April 06, 2016
Gold Keeps Gains on Safe-Haven Demand as Stocks Tumble
(Reuters) - Gold held sharp overnight gains on Wednesday as disappointing global economic data and a tumble in equities sent investors scurrying towards the safe-haven metal.
Investors were awaiting the release of the minutes of the Federal Reserve's March policy meeting, due later in the session, to gauge the outlook of the U.S. central bank's monetary policy.
Gold is sensitive to rising U.S. interest rates because they lift the opportunity cost of holding non-yielding assets. It had rallied 16 percent in the first quarter of the year on speculation the Fed will not be able to raise rates.
Spot gold was little changed at $1,229.60 an ounce by 0324 GMT on profit-taking, but retained most of its 1.3-percent gain from Tuesday.
"The Fed will not do anything drastic. They are limited by the global economic concerns and volatile equities," said Mark To, head of research at Hong Kong's Wing Fung Financial Group.
Gold prices at $1,230 are very reasonable and this level will be sustained through the quarter, he said.

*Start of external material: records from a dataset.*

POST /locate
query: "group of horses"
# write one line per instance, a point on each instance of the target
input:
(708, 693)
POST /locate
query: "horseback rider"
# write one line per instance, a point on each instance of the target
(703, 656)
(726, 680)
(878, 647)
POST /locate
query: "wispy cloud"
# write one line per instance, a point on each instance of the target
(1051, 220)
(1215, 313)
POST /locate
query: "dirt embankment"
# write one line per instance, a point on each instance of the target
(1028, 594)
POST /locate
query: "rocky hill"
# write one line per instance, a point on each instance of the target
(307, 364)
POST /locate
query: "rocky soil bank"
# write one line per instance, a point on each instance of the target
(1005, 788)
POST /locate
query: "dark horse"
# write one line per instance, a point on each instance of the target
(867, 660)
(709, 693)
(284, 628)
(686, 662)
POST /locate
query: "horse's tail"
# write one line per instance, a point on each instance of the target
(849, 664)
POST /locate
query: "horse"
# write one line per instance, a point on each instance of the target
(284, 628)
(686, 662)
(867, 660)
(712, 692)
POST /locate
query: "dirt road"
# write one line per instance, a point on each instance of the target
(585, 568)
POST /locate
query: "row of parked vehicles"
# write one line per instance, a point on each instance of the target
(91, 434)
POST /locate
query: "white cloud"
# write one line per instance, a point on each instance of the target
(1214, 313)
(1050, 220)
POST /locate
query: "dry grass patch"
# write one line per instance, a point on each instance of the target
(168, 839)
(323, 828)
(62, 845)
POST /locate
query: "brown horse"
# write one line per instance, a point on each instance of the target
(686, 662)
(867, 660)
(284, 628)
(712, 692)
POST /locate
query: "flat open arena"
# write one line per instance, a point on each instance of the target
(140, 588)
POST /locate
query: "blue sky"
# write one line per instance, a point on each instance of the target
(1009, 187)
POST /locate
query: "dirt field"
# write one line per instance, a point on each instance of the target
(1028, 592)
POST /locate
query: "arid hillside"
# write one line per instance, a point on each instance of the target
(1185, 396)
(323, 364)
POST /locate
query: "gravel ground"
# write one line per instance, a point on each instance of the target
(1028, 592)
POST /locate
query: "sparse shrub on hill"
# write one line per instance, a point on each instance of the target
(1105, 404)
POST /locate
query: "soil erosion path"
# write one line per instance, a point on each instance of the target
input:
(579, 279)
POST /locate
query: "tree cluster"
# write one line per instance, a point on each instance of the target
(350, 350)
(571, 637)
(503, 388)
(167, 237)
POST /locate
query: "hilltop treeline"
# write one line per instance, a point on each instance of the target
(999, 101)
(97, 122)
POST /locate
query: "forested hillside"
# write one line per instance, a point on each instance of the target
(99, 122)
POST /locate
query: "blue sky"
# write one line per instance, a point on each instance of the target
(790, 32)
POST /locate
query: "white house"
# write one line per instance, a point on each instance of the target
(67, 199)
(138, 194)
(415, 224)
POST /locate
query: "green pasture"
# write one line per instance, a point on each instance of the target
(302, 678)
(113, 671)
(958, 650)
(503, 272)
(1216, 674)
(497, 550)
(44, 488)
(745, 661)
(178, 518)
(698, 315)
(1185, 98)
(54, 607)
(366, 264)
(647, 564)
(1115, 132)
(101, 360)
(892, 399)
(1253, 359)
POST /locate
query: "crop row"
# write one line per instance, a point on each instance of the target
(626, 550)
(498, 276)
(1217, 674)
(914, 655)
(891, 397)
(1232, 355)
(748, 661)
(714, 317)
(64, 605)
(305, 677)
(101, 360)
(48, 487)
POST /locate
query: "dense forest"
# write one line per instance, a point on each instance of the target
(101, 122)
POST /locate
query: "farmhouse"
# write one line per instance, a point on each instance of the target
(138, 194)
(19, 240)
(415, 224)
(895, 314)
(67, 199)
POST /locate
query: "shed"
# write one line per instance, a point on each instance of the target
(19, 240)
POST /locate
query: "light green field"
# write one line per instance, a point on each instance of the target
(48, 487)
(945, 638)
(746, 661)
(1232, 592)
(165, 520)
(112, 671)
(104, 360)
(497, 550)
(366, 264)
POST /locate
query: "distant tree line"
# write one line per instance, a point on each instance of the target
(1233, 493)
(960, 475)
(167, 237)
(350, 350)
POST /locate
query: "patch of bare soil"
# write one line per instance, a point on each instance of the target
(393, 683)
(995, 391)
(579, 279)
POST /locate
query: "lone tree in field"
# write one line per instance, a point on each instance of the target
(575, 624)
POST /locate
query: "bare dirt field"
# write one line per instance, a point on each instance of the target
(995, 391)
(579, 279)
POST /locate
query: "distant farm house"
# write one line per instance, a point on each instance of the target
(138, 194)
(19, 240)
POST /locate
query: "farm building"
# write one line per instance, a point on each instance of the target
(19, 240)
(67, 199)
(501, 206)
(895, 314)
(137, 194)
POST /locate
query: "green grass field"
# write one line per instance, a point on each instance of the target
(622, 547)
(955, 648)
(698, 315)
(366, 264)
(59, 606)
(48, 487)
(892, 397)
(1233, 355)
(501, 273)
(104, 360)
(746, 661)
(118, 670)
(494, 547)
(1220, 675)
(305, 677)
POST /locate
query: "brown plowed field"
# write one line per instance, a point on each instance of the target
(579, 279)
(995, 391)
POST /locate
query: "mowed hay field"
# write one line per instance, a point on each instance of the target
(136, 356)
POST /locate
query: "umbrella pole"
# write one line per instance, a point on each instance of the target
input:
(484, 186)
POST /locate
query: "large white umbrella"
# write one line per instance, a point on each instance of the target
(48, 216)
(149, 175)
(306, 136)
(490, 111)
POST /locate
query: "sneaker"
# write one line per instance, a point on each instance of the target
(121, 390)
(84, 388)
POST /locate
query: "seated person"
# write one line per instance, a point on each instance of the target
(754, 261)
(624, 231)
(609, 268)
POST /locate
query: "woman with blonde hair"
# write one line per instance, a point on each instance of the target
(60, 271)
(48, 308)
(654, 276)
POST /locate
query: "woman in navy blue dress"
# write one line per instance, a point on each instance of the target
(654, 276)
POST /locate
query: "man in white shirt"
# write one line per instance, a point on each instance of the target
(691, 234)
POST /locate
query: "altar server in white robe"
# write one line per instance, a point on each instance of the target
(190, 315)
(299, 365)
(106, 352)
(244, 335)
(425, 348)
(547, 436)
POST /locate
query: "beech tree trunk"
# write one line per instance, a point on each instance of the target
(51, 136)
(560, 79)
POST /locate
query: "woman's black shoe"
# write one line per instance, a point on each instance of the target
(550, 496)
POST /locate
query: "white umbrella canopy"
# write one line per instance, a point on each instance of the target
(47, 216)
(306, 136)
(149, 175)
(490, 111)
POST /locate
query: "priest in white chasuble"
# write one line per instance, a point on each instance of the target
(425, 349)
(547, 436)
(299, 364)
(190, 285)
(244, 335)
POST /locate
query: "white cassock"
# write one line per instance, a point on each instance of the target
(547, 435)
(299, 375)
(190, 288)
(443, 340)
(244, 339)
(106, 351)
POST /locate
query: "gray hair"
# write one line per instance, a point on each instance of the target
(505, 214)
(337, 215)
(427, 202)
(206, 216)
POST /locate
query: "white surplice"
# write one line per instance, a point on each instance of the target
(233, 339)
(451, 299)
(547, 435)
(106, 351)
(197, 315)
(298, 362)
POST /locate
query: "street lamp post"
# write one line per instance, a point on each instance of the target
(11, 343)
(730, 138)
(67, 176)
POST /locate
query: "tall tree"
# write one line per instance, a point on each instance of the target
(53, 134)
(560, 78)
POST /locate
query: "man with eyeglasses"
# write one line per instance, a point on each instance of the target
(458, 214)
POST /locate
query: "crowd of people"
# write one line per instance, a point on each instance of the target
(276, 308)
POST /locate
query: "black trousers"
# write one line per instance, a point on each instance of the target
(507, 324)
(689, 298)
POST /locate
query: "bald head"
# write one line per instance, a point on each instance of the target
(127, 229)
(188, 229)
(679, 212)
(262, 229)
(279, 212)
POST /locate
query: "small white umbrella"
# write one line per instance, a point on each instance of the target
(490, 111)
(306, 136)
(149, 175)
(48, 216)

Gold had posted its biggest quarterly rise in nearly 30 years in the March quarter as expectations faded that the Fed would move to normalize interest rates. The U.S. central bank raised rates in December for the first time in nearly a decade.
But recent hawkish comments have capped gains. Boston Federal Reserve President Eric Rosengren and Chicago Fed President Charles Evans said this week that the market view about rate hike was "pessimistic".
Assets in SPDR Gold Trust, the world's largest gold-backed exchange-traded fund, fell 0.28 tonnes to 815.44 tonnes on Tuesday.
For now, bullion has found support along with other safe-haven assets such as the Japanese yen as economic data out of Europe and the United States prompted a retreat from riskier assets.
Data on Tuesday showed the U.S. trade deficit widened more than expected in February, while German industrial orders unexpectedly dropped in February. Britain's economy appeared to have slowed since the start of this year, according to a closely watched survey.
The MSCI All-World Index dropped 1.4 percent on Tuesday, its worst day since early February. The dollar fell to its weakest level against the yen since October 2014.